A legal text is not a courtroom. A therapy transcript is not a nervous system. A postmortem is not the outage. Language can omit, distort, rationalize, and hallucinate. Humans lie in language. Institutions hide in language. Cultures encode their blind spots in language.
This matters. A language-only system can build elegant symbolic explanations that are physically wrong. It can overfit to textual priors. It can talk fluently about constraints it has never had to obey.
So grounding is necessary. Perception, tools, environments, feedback, and embodiment constrain the symbolic layer. They tell the model: this object is here, this action failed, this body cannot move that way, this plan collided with the world.
But grounding constrains a world model. It is not the same thing as one.
The hard question is what the system does with the constraint. Does it merely classify the input? Or can it turn the input into a hidden state, place that state inside a causal and social model, simulate alternatives, choose an action, and revise its interpretation afterward?
That is the difference between richer sensing and world modeling.
The Core Distinction
The future of AI will almost certainly be multimodal. Models will see, hear, act, manipulate tools, navigate environments, and learn from richer feedback loops.
But richer input does not change the basic distinction.
Multimodality expands the observation space.

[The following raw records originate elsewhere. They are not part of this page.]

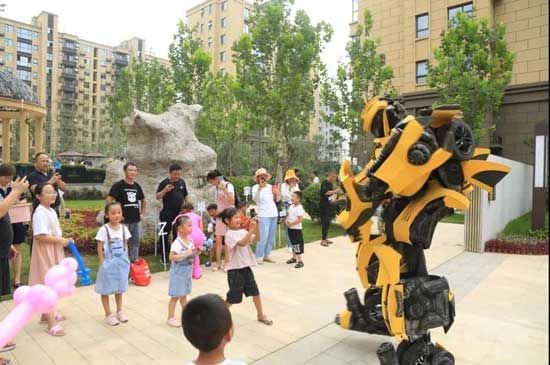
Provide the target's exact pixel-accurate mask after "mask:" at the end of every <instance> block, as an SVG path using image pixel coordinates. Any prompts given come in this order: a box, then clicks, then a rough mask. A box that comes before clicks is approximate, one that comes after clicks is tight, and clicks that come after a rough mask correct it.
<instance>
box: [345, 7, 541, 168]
mask: <svg viewBox="0 0 550 365" xmlns="http://www.w3.org/2000/svg"><path fill="white" fill-rule="evenodd" d="M365 9H368V10H369V11H370V12H371V14H372V17H373V28H372V32H371V34H372V36H373V37H375V38H379V39H380V46H379V48H378V51H379V52H380V53H381V54H384V56H385V60H386V63H387V64H389V65H391V66H392V68H393V71H394V75H395V78H394V80H393V84H394V86H395V87H396V88H397V90H398V92H399V93H400V96H401V97H402V100H403V103H404V105H405V107H406V108H407V109H408V111H409V112H410V113H415V112H416V111H417V110H419V109H421V108H424V107H427V106H430V105H432V104H433V102H434V101H436V99H437V96H436V94H435V93H434V92H433V90H430V89H429V87H428V85H427V71H428V63H429V62H433V61H434V58H433V51H434V49H435V48H437V47H438V46H439V44H440V41H441V34H442V32H443V31H444V30H445V29H447V28H448V26H449V22H450V21H451V19H452V18H453V17H454V16H456V14H457V12H465V13H467V14H469V15H471V16H473V17H476V18H481V17H485V18H487V19H488V21H489V24H490V25H493V24H498V23H503V24H504V25H505V26H506V34H505V39H506V42H507V45H508V49H509V50H510V51H512V52H514V53H515V60H514V67H513V76H512V81H511V84H510V85H509V86H508V87H507V89H506V93H505V97H504V101H503V104H502V107H501V110H500V113H499V115H498V116H497V120H496V130H495V132H494V134H492V135H491V136H489V138H487V139H486V141H484V142H483V143H485V144H487V145H489V146H490V147H491V149H492V151H493V153H495V154H499V155H502V156H503V157H506V158H511V159H514V160H518V161H521V162H525V163H530V164H532V163H533V157H532V155H533V151H532V146H531V143H530V140H531V138H532V136H533V132H534V125H535V124H536V123H538V122H546V123H548V0H473V1H464V0H415V1H398V0H352V22H351V24H350V28H351V29H350V30H351V33H352V34H353V33H354V30H355V27H356V25H357V24H358V22H362V20H363V19H362V14H364V10H365ZM396 24H398V25H399V26H396Z"/></svg>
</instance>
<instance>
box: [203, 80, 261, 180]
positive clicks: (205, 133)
mask: <svg viewBox="0 0 550 365" xmlns="http://www.w3.org/2000/svg"><path fill="white" fill-rule="evenodd" d="M237 89H238V83H237V81H236V80H235V78H234V77H232V76H231V75H222V74H221V73H217V74H216V75H210V76H209V78H208V80H207V82H206V84H205V87H204V89H203V95H202V100H203V110H202V113H201V115H200V117H199V120H198V122H197V136H198V138H200V139H201V140H204V141H206V142H207V143H208V144H209V145H210V146H211V147H212V148H213V149H214V150H215V151H216V152H217V154H218V166H219V167H220V168H221V169H222V170H223V171H226V172H227V173H228V174H241V173H243V174H244V173H247V172H248V170H244V171H240V170H239V167H241V166H240V165H247V166H249V165H250V159H245V158H244V157H245V156H247V155H249V153H246V151H244V152H243V146H244V145H245V144H246V143H235V142H236V141H241V142H244V139H245V137H246V136H247V135H248V134H249V133H250V131H251V125H252V123H251V117H250V115H249V113H248V112H247V109H246V108H244V107H243V106H242V103H241V102H239V101H238V100H237V98H236V92H237ZM246 147H248V149H249V146H246ZM245 150H246V148H245Z"/></svg>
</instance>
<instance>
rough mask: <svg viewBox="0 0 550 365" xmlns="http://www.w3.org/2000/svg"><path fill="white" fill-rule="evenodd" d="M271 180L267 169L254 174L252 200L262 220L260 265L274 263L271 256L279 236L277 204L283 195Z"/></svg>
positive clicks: (258, 249) (259, 252)
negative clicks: (255, 184)
mask: <svg viewBox="0 0 550 365" xmlns="http://www.w3.org/2000/svg"><path fill="white" fill-rule="evenodd" d="M270 179H271V175H270V174H269V173H268V172H267V170H266V169H264V168H261V169H258V170H257V171H256V173H255V174H254V180H255V181H256V185H254V186H253V187H252V199H253V200H254V201H255V202H256V205H257V206H258V217H259V219H260V240H259V242H258V245H257V246H256V258H257V259H258V263H259V264H261V263H262V262H263V261H265V262H274V261H273V260H272V259H271V257H270V256H269V254H270V253H271V250H272V249H273V245H274V244H275V236H276V235H277V219H278V217H279V213H278V210H277V205H276V204H275V202H276V201H279V200H281V194H280V192H279V188H278V187H277V186H276V185H271V184H269V183H268V181H269V180H270Z"/></svg>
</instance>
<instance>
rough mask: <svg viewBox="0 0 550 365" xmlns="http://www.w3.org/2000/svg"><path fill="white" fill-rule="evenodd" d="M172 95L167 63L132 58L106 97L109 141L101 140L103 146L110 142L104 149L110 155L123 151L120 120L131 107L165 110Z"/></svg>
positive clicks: (174, 91)
mask: <svg viewBox="0 0 550 365" xmlns="http://www.w3.org/2000/svg"><path fill="white" fill-rule="evenodd" d="M174 99H175V88H174V83H173V76H172V72H171V70H170V69H169V68H168V67H165V66H163V65H161V64H160V63H159V62H158V61H157V60H153V61H150V62H144V61H140V60H133V61H132V64H131V65H130V66H128V67H126V68H124V69H122V71H121V73H120V75H119V76H118V77H117V79H116V81H115V85H114V89H113V93H112V95H111V96H110V98H109V105H108V111H109V113H108V114H109V117H110V120H109V124H110V126H111V134H110V141H109V140H105V141H104V146H110V147H109V149H111V150H109V151H108V152H109V153H111V154H113V155H121V154H123V153H124V146H125V145H126V128H125V127H124V125H123V120H124V118H126V117H127V116H128V115H130V113H131V112H132V110H133V109H134V108H136V109H138V110H142V111H145V112H148V113H153V114H159V113H162V112H165V111H166V110H167V109H168V107H169V106H170V105H172V104H173V103H174Z"/></svg>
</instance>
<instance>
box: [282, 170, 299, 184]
mask: <svg viewBox="0 0 550 365" xmlns="http://www.w3.org/2000/svg"><path fill="white" fill-rule="evenodd" d="M290 179H295V180H296V181H300V178H298V176H296V172H295V171H294V170H286V173H285V178H284V179H283V181H285V182H286V181H287V180H290Z"/></svg>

Language gives the system an interface for operating on latent state.
World models are not built out of observations alone. They are built out of compressed structures that make observations usable for prediction, planning, and self-correction.
The most important parts of the human world are not visible in the way a chair is visible. Obligation is not visible. Shame is not visible. Trust is not visible. A promise, a threat, a flirtation, an insult, a negotiation, a boundary: these are not perceptual objects.
They are latent structures.
Language is where humans name, compress, transmit, debate, and revise those structures. That is why LLMs are not merely text machines. They are trained on the symbolic residue of human world modeling.
Multimodality gives the model more contact with the world.
Language gives it a space in which the world can become thought.